A violência policial é retratada em suas diversas nuances, indo além dos casos noticiados de assassinatos e prisões. Martins mostra como essa violência se manifesta em flagrantes forjados, abusos de autoridade e até roubos cometidos por policiais, como evidenciado nos contos “Rolézim” e “Sextou”. Esse retrato é especialmente relevante ao considerar que o livro foi publicado em 2018, ano em que o Rio de Janeiro vivia sob Intervenção Federal, com comunidades locais sofrendo ações policiais brutais sob o pretexto de combater a criminalidade.
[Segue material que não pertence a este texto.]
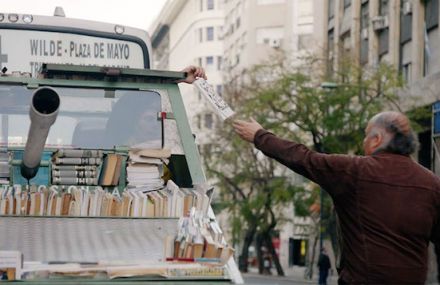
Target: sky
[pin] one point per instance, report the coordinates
(134, 13)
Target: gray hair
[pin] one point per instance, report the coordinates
(403, 140)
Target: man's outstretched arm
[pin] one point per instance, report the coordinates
(327, 170)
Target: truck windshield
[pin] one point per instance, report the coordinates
(88, 118)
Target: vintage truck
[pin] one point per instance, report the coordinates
(98, 163)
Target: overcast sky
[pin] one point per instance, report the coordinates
(134, 13)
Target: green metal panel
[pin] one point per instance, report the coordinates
(186, 136)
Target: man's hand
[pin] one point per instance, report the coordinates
(192, 73)
(247, 130)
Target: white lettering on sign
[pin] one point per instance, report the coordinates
(26, 51)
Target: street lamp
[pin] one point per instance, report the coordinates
(330, 86)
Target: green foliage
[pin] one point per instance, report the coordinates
(291, 102)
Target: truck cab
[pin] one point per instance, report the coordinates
(135, 205)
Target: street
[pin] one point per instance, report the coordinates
(295, 278)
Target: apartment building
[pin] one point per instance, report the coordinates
(188, 32)
(403, 33)
(253, 30)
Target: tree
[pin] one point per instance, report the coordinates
(291, 101)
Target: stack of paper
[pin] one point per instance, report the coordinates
(145, 168)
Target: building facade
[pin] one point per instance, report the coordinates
(189, 33)
(254, 30)
(403, 33)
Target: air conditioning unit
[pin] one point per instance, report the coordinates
(364, 34)
(407, 8)
(379, 23)
(275, 43)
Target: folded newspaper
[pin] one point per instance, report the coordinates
(221, 107)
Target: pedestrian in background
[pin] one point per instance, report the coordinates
(324, 266)
(387, 204)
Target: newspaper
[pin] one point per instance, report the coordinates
(221, 107)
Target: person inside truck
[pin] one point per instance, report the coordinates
(133, 121)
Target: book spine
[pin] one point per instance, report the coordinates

A relação da juventude com as drogas também perpassa a obra, sempre com a constatação da ineficácia do Estado e das políticas públicas nesse combate. Por fim, a obra aborda a rica formação cultural, social e religiosa das favelas, como em “O Mistério da Vila”, onde crianças descobrem sua religiosidade em contato com uma mãe de santo, em meio à crescente rejeição com a chegada de igrejas evangélicas. Assim, o livro serve como um espelho das tensões e da complexidade da realidade brasileira.